Huge trade imbalances between Asia and the big consumer markets in North America and Europe mean that millions of empty containers have to be repositioned each year, a challenge at the best of times but an absolute nightmare when cargo volumes are so strong, ships are running late, and a shortage of truck drivers is adding to the disruption.

With far more consumer goods exported from Asia to North America and Europe than in the reverse direction, empty containers have to be returned to load ports where they are urgently needed for the next consignments waiting to be shipped to the big consumer markets.

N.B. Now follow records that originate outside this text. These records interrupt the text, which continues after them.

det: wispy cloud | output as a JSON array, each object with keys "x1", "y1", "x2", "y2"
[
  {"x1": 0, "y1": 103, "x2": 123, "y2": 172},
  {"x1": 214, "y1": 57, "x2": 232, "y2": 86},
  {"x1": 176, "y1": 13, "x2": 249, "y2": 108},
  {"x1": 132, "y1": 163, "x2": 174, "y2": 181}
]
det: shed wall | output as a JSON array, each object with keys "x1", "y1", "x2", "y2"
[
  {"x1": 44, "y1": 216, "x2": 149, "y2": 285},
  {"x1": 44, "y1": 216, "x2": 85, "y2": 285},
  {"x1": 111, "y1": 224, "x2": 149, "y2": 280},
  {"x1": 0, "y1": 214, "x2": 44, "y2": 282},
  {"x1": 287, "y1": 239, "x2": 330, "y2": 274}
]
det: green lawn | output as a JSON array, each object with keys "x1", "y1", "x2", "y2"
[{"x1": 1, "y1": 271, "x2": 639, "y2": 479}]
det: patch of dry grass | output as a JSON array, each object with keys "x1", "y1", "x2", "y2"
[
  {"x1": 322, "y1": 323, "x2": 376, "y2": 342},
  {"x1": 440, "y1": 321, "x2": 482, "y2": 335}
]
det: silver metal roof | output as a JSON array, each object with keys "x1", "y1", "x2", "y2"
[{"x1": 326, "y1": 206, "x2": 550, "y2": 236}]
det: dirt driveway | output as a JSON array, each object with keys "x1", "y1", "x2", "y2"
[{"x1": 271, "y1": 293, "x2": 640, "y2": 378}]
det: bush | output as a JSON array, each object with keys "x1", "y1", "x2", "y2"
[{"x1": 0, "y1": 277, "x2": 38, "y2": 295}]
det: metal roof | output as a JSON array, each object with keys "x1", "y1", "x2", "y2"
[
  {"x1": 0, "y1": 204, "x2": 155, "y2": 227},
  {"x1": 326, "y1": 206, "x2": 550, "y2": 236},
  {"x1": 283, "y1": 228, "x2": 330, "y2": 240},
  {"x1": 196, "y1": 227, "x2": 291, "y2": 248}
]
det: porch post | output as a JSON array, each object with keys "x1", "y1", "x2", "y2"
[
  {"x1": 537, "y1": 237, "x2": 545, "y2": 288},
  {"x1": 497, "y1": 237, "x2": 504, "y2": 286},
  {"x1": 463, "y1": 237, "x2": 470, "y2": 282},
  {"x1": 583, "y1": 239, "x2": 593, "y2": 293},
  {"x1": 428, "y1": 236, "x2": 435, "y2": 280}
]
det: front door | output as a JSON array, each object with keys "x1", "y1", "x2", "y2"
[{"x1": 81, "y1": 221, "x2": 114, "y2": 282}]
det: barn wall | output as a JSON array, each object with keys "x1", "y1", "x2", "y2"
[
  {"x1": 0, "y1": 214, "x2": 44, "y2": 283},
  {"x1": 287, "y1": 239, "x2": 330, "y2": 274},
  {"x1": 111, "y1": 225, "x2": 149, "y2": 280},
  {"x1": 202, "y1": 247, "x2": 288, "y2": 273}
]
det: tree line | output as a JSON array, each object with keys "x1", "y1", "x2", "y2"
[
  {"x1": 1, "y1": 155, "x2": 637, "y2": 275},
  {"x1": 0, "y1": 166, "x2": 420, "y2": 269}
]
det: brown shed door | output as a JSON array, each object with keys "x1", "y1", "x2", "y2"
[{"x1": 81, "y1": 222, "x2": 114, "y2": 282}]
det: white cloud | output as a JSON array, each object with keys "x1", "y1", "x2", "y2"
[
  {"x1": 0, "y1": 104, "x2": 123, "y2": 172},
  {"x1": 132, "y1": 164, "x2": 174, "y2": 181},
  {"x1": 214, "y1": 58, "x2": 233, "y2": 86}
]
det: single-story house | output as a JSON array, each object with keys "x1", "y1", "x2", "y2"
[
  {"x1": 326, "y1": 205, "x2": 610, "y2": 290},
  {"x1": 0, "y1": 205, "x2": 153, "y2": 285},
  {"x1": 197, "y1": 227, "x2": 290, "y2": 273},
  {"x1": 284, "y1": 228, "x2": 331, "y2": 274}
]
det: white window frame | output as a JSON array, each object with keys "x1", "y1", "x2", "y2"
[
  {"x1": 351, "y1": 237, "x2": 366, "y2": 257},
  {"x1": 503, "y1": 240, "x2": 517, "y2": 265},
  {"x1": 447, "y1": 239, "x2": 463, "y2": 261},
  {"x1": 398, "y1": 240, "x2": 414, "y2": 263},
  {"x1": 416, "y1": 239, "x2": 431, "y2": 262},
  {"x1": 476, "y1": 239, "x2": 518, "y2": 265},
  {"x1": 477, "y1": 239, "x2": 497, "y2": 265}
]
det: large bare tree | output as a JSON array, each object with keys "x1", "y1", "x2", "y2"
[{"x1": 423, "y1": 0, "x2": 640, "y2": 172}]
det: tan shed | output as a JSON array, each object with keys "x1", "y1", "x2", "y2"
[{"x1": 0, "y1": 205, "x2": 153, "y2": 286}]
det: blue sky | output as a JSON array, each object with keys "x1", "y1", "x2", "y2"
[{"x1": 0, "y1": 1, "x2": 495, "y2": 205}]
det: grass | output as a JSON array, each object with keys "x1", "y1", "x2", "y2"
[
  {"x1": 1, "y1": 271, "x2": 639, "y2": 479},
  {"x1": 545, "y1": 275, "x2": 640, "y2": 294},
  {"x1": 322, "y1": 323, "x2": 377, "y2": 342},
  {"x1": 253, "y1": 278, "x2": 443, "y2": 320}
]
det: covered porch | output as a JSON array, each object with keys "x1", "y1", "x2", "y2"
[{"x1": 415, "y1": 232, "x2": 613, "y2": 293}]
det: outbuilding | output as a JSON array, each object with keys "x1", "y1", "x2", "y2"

Normally, this process is barely noticed, but in these extraordinary times, empty containers have become a flashpoint for frustrated shippers and others struggling to move products from A to B. In the US, furious farmers based in the mid-west, who are unable to get their hands on containers needed to move agricultural produce to the ports and onwards to overseas markets, cannot understand why containers are being sent back from the US to Asia empty, rather than loaded with grain, rice, or other foodstuffs. To put this into perspective, of the 9.2m teu handled by the Port of Los Angeles in 2020, the equivalent of 2.8m teu were empty. That compares with 1.5m teu of loaded outbound boxes. In August 2021, the port moved 954,000 teu, of which 367,000 teu were empty.
The unprecedented delays in the US, where containerships routinely have to wait outside ports for many days before there is space to berth, have spread to other regions, such is the knock-on effect of the global marketplace. If ships are delayed in one area, then schedules are disrupted across the world.